Note: Katana builds with a variety of compilers as long as they support the C++17 standard. See README.md for specific tested versions.

Repository History

This repository began life as a fork the Galois project. As part of the commercialization process, this repository was combined with proprietary parts of the Katana system and later disentangled. Disentangling the open-source and proprietary components required rewriting the git history of this repository. Because of this, commits from 2020-06-30 until 2020-10-29 (marked with [REWRITTEN COMMIT: incomplete subtree]) are unbuildable and inconsistent; they are included to provide context only. Commits from 2020-10-29 until 2020-01-01 are consistent (marked with [REWRITTEN COMMIT: self-contained subtree]), but may have removed changes mentioned in the commit messages.

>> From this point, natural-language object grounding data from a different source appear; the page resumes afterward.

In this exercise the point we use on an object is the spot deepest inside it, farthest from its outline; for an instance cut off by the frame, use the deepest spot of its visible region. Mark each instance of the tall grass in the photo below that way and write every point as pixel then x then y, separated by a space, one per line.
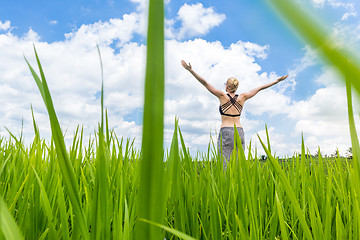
pixel 300 198
pixel 107 189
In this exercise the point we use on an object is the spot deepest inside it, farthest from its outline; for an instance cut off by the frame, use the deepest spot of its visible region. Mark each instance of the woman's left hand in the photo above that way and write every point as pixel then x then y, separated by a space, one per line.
pixel 281 78
pixel 186 66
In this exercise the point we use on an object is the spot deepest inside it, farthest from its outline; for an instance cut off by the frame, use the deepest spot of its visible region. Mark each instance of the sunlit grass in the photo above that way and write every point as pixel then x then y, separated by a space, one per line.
pixel 107 189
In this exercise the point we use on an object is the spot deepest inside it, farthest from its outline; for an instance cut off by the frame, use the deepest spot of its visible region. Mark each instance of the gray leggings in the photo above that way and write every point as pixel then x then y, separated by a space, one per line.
pixel 227 136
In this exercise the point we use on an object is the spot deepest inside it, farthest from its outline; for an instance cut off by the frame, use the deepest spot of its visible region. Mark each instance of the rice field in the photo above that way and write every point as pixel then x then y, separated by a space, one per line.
pixel 105 188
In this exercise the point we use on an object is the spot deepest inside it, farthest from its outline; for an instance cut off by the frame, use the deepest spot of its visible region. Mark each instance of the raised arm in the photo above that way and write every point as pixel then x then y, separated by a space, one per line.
pixel 218 93
pixel 254 91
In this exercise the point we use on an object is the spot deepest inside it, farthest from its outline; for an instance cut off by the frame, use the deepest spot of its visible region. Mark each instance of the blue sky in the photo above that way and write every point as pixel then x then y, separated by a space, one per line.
pixel 240 38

Specifying and Resolving C++ Dependencies

The above instructions should work if you have installed the C++ library dependencies in scripts/setup_dev_ubuntu.sh (e.g., llvm-dev, arrow) in their standard system locations (typically /usr/lib or /usr/local/lib). If you need to tell cmake about additional library locations, you can use the CMake option CMAKE_PREFIX_PATH, as in:

cmake -DCMAKE_TOOLCHAIN_FILE=conan_paths.cmake \
  -DCMAKE_PREFIX_PATH=<path/to/cmakefiles/for/library>;<another/path> ..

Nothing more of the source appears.